Jeder Kunde möchte jedoch zu jeder Zeit den Lichtschalter betätigen können, auch wenn die Sonne nicht scheint oder der Speicher schon leer ist. Und auch wenn das nur wenige Male im Jahr nötig ist, erwartet man, dass es jederzeit möglich ist. Dafür muss aber auch für diese wenigen Zeitpunkte eine Schatteninfrastruktur vorgehalten werden, die dann sehr teuer wird. Zum anderen wurde die bisherige Infrastruktur nie für Großverbraucher wie Elektroautos oder Wärmepumpen bzw. für große PV-Anlagen gebaut.
Mit zunehmender Skalierung wird es daher immer häufiger zu lokalen und regionalen Problemen und Überlastungen kommen, vor allem wenn die Politik weiterhin Rahmenbedingungen setzt, die mit der Physik nicht in Einklang zu bringen sind. Mit der reinen Förderung des PV-Ausbaus ohne begleitenden, deutlich zeit- und ressourcen-intensiveren Netz- und Speicherausbau werden die Störungen absehbar zunehmen und im schlimmsten Fall zu einem (Teil-)Systemausfall führen.
Abschließen daher noch ein paar Gedanken zum Thema Autarkie: Eine Autarkie auf Objektebene ist in der Regel wenig sinnvoll und sehr teuer. Zudem ist die Energieversorgung eine Gemeinschaftsaufgabe. Vielmehr bräuchten wir hier ein Energiezellensystem, in dem Erzeugung, Speicherung und Verbrauch lokal oder regional ausbalanciert werden können und eine definierte Rückfallebene für Notfälle vorgehalten werden kann. Davon sind wir leider noch weit entfernt, weil unser Denkrahmen immer noch im bisher sehr erfolgreichen großtechnischen System gefangen ist, obwohl wir gleichzeitig die Rahmenbedingungen und die Komplexität massiv erhöhen.

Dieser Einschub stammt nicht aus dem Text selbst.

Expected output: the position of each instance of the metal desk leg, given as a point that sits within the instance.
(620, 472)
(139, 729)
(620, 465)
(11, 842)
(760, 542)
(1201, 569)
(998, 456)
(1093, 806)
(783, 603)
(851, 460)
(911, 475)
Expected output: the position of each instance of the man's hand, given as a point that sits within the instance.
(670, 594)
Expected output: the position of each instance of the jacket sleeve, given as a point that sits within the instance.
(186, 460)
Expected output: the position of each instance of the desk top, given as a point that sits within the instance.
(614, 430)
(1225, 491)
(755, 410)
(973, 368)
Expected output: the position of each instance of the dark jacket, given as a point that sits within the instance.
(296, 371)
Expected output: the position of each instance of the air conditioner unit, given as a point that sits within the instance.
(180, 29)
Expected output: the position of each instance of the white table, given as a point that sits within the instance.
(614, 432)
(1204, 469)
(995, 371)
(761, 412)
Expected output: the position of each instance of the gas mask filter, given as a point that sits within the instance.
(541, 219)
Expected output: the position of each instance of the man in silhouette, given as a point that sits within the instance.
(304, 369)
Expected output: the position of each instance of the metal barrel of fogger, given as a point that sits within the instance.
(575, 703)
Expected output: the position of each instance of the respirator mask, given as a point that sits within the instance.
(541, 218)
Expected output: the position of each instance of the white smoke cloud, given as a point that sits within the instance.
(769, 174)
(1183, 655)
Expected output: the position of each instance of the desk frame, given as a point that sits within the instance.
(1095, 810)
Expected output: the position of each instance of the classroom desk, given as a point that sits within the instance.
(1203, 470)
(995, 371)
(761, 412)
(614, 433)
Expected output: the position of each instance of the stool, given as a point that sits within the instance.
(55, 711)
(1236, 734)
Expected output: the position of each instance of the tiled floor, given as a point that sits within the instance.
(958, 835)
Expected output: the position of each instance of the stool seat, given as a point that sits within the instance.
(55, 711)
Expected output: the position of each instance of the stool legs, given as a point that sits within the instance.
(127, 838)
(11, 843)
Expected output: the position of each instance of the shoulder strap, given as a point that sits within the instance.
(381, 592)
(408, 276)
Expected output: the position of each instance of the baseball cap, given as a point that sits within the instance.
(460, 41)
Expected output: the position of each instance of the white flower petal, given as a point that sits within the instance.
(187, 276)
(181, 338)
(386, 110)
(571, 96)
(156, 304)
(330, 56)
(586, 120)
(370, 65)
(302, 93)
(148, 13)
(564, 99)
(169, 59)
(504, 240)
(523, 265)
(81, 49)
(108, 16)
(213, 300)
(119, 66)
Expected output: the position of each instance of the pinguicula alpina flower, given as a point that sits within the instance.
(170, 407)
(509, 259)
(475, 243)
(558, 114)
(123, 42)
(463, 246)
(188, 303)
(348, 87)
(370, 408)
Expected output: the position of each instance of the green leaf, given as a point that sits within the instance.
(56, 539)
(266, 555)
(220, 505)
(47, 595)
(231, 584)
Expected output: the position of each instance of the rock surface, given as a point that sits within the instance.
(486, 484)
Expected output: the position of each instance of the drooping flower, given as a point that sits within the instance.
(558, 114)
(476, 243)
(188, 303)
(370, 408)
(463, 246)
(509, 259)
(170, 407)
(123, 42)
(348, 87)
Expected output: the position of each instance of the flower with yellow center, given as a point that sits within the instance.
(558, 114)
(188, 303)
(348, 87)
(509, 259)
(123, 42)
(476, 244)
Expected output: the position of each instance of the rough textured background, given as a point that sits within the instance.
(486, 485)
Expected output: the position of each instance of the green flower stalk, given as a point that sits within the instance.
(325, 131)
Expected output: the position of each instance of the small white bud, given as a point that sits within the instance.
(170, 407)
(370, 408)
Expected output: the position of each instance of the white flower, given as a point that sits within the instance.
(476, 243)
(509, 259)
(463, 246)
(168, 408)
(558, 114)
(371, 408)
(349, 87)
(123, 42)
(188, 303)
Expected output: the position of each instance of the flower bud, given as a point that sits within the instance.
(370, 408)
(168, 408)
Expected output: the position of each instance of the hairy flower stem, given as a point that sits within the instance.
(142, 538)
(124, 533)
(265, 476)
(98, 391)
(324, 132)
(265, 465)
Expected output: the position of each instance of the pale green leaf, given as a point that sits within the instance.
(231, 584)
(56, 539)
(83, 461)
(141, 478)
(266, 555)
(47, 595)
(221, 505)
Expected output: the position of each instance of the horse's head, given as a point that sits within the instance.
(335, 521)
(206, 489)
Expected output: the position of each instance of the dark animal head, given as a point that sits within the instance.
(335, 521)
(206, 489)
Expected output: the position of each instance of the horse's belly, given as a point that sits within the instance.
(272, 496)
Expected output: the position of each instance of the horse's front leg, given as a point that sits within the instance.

Dazu ist es zwingend erforderlich, über die bisherigen Systemgrenzen hinaus zu denken und andere Energiedomänen wie Wärme oder Mobilität mit einzubeziehen. Auch wenn es die eine oder andere Bewegung in diese Richtung gibt, bewegt sich die Regulierung noch weitgehend im alten Denkrahmen und verhindert neue Ansätze. Ein systemischer Ansatz ist kaum erkennbar. Es ist also noch viel zu tun. Der erste Schritt beginnt beim Systemverständnis, wo gilt: Nur wer das Ganze kennt und versteht, versteht auch die Details und nicht umgekehrt. Dieser Beitrag kann hoffentlich einige Mythen ins rechte Licht rücken und ein paar neue Impulse geben.